U.S. Congress continues to debate the possibility of another stimulus, which could make more funds available for the new program.

“I have been working with legislative leaders so we can quickly change state laws if Congress does act and provides new relief to the states,” Gordon said in a statement. “I appreciate their efforts to prepare and be ready to act quickly.”

Gordon’s office, the Wyoming Business Council and the Wyoming Department of Health are collaborating to roll out the relief program, and the Wyoming Lodging and Restaurant Association and the Wyoming State Liquor Association are notifying their members of the program, according to a Tuesday afternoon news release.

The new health order, which comes alongside a statewide face mask mandate, will not apply to takeout during those hours. It takes effect Wednesday and runs through Jan. 8.

Both Gordon and Mike Moser, the executive director of the liquor association, have emphasized the importance of avoiding a scenario in which bars and restaurants have to pivot entirely to takeout — a situation businesses found themselves in this spring.

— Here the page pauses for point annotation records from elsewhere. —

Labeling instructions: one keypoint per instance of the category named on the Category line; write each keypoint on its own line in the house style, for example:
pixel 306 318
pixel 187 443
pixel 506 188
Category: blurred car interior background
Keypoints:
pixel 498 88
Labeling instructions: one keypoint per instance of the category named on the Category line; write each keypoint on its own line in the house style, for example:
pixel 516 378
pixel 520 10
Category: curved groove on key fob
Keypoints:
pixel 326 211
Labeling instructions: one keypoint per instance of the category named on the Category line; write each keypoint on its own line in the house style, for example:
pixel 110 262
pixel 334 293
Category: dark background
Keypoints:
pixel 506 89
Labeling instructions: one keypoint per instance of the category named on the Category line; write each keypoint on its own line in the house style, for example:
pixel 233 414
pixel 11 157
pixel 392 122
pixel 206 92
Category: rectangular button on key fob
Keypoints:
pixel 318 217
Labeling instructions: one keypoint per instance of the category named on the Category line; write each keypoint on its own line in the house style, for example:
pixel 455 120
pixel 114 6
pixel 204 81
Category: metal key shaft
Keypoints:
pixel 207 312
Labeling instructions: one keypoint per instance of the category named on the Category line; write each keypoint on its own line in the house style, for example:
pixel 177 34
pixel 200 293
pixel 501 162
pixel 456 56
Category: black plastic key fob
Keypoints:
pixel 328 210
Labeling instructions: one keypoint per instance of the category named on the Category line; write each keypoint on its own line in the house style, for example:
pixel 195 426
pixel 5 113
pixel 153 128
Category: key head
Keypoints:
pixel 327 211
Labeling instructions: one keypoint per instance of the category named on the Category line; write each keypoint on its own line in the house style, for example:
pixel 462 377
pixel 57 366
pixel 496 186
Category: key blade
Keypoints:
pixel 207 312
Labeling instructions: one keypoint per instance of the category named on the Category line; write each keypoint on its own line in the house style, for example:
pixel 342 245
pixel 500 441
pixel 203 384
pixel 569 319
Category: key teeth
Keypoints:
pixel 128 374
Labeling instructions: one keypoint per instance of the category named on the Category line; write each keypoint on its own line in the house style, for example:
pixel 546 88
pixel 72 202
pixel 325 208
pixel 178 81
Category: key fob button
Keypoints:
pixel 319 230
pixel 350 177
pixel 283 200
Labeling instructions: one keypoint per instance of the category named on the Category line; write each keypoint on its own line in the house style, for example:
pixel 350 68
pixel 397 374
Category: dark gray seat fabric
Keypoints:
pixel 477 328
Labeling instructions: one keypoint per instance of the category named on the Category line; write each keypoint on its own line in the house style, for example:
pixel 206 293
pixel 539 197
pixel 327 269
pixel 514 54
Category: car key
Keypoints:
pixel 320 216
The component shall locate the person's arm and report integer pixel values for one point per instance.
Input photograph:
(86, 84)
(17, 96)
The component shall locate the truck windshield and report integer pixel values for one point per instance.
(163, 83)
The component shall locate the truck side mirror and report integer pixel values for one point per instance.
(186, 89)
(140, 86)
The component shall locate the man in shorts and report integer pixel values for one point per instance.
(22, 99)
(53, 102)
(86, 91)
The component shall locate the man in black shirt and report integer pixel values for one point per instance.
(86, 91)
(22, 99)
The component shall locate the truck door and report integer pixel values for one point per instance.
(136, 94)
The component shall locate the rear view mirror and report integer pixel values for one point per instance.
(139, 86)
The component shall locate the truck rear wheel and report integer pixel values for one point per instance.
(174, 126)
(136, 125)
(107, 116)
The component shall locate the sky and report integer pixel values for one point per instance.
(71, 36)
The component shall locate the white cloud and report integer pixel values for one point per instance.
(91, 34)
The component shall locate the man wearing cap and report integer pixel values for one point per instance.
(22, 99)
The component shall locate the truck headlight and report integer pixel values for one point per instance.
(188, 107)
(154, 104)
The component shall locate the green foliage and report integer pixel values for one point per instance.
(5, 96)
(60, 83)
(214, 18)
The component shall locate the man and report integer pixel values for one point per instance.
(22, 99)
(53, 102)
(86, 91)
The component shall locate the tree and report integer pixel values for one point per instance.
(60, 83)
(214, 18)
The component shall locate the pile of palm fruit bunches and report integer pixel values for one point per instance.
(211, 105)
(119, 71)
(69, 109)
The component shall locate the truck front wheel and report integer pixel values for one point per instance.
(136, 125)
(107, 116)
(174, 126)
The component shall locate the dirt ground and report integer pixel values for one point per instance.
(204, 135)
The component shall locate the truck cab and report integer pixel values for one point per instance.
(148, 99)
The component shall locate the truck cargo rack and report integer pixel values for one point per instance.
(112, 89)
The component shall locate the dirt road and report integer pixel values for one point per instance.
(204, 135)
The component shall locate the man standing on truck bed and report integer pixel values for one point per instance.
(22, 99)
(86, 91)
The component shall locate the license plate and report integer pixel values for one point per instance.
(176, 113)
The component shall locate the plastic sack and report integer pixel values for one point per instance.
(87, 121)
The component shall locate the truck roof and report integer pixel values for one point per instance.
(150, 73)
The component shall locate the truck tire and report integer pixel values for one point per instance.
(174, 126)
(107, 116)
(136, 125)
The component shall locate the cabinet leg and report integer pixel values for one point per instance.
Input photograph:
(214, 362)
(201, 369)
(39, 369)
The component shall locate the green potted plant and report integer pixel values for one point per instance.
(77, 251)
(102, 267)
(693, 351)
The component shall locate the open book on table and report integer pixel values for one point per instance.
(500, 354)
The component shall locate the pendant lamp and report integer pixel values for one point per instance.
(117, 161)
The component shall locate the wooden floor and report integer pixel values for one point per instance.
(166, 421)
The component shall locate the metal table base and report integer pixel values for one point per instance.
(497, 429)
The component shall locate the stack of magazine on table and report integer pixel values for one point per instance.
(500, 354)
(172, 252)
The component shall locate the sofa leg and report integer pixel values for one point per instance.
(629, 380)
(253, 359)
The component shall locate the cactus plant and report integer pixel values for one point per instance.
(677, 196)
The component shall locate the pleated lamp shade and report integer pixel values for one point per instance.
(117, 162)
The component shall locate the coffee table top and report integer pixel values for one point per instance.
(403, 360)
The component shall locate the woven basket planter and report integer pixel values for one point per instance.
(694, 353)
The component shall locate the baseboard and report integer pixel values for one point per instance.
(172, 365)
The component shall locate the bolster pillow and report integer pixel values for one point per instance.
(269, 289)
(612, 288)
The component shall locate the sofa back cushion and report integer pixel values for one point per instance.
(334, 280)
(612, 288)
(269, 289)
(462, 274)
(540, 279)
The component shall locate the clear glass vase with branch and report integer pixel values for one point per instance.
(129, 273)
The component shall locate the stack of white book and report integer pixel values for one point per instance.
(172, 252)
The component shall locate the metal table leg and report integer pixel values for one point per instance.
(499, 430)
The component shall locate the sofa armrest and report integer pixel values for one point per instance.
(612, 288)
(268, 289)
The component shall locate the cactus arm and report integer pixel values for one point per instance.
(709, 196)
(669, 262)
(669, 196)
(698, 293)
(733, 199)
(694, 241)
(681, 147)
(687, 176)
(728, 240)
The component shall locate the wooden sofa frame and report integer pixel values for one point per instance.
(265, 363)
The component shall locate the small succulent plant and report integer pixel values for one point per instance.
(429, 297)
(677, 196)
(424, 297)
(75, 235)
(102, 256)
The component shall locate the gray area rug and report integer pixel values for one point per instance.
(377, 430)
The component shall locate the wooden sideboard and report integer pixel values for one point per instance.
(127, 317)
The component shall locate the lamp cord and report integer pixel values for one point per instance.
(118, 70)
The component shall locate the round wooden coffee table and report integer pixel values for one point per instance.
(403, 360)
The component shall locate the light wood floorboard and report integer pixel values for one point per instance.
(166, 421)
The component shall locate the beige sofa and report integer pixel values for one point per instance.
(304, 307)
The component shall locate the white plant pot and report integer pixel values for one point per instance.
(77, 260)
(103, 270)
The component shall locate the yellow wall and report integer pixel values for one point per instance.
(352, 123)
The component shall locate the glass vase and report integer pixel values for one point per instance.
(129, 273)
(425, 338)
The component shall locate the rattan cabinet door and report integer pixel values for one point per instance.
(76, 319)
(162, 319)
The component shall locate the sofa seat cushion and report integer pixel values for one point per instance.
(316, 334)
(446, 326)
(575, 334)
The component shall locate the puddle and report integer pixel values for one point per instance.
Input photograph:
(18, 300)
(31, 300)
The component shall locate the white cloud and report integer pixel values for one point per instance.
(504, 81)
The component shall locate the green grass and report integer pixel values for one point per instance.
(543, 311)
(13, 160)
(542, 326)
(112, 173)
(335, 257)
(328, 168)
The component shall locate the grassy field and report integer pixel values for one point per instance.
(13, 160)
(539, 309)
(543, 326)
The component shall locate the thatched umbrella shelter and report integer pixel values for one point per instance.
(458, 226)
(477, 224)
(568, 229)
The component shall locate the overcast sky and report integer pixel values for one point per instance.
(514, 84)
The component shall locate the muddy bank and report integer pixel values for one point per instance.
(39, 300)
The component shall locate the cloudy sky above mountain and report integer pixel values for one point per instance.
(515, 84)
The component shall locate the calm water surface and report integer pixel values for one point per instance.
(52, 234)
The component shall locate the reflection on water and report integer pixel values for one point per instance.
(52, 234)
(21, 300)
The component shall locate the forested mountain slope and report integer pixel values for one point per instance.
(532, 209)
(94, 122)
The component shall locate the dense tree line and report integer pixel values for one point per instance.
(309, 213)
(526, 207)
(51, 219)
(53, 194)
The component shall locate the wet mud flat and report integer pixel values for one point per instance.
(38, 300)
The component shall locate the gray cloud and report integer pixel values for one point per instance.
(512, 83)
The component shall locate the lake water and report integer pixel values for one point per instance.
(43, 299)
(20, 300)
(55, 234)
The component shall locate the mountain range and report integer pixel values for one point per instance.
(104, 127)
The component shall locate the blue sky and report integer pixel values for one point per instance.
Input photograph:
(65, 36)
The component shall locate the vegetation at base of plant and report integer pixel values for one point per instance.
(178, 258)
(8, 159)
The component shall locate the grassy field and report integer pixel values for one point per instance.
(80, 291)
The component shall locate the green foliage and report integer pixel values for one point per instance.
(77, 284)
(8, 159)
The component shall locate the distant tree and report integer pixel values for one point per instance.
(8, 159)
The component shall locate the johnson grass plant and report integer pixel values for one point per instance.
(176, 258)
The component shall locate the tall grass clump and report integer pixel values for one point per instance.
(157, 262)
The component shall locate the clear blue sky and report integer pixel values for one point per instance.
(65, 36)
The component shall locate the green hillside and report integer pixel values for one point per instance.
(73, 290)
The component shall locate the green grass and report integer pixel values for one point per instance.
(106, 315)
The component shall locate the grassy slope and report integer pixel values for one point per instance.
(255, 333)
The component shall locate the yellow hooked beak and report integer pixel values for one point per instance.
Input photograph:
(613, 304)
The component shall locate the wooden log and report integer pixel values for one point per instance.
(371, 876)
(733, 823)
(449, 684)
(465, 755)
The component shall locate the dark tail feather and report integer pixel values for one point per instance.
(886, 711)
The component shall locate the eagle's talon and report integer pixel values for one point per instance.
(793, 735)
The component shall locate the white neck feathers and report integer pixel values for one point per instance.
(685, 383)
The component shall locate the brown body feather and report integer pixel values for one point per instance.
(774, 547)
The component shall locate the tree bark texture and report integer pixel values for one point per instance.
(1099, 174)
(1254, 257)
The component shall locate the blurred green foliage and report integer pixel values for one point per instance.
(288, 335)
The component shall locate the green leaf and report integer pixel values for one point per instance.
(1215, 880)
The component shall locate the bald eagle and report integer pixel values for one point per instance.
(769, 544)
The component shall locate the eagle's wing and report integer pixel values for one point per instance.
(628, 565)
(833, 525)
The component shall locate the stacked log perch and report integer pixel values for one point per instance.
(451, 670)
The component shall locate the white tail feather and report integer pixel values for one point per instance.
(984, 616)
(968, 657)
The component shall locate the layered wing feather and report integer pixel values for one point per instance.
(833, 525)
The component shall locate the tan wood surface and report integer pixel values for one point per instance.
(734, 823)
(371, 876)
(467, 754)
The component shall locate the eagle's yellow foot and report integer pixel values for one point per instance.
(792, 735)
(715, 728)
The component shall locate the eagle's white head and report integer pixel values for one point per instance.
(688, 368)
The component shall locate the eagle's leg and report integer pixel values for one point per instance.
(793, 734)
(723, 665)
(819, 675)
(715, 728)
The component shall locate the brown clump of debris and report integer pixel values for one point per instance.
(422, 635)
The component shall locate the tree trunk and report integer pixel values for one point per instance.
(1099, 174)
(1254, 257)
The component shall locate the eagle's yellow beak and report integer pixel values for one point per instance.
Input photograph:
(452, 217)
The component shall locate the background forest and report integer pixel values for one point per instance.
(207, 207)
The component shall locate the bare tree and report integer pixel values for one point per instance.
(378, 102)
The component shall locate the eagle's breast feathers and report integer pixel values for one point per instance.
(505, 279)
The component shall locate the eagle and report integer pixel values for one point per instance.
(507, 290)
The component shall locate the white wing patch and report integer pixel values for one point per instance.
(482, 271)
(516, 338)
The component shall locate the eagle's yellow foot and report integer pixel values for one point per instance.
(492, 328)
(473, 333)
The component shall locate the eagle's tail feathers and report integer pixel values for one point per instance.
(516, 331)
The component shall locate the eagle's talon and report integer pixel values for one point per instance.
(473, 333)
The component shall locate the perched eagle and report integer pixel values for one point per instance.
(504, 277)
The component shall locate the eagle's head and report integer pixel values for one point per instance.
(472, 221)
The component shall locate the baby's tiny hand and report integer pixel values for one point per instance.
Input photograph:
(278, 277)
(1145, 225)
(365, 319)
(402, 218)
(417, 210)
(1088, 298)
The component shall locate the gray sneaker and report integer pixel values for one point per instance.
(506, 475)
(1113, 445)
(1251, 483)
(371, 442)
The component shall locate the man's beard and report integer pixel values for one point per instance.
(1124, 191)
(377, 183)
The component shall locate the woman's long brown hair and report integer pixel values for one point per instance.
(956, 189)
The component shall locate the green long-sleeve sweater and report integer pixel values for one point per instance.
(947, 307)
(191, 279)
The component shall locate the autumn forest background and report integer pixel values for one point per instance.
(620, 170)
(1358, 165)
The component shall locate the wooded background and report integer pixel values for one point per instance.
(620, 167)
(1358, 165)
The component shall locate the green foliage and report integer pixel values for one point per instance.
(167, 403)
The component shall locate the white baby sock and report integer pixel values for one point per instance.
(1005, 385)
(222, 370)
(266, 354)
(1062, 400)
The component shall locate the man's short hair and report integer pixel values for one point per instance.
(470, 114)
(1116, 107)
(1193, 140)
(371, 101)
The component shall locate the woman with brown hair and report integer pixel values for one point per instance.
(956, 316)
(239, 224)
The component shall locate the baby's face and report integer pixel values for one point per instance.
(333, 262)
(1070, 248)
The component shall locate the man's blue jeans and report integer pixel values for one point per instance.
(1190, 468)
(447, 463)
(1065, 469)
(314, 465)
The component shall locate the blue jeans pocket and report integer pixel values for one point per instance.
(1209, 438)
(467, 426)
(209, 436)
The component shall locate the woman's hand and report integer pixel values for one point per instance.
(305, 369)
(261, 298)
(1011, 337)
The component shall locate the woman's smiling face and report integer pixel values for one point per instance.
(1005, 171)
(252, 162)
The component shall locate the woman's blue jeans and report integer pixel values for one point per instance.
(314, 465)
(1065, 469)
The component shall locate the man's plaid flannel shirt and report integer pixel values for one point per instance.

“What’s important is that this still allows people to go out,” Moser said Monday. “We want to do anything we can to keep businesses from having to close again.”

The governor’s office said that the Wyoming Business Council will announce more details about the program this week, and the Wyoming Lodging and Restaurant Association and the Wyoming State Liquor Association will provide more information to their members once it’s available.

“This relief program is welcome news and an opportunity for the Wyoming hospitality industry to address lost revenues,” Chris Brown, executive director of the Wyoming Lodging and Restaurant Association, said in a statement.

Added Moser: “We appreciate the governor’s efforts to help offset the financial impacts some of our members will experience, and we thank him for working with industry on keeping our businesses and employees whole.”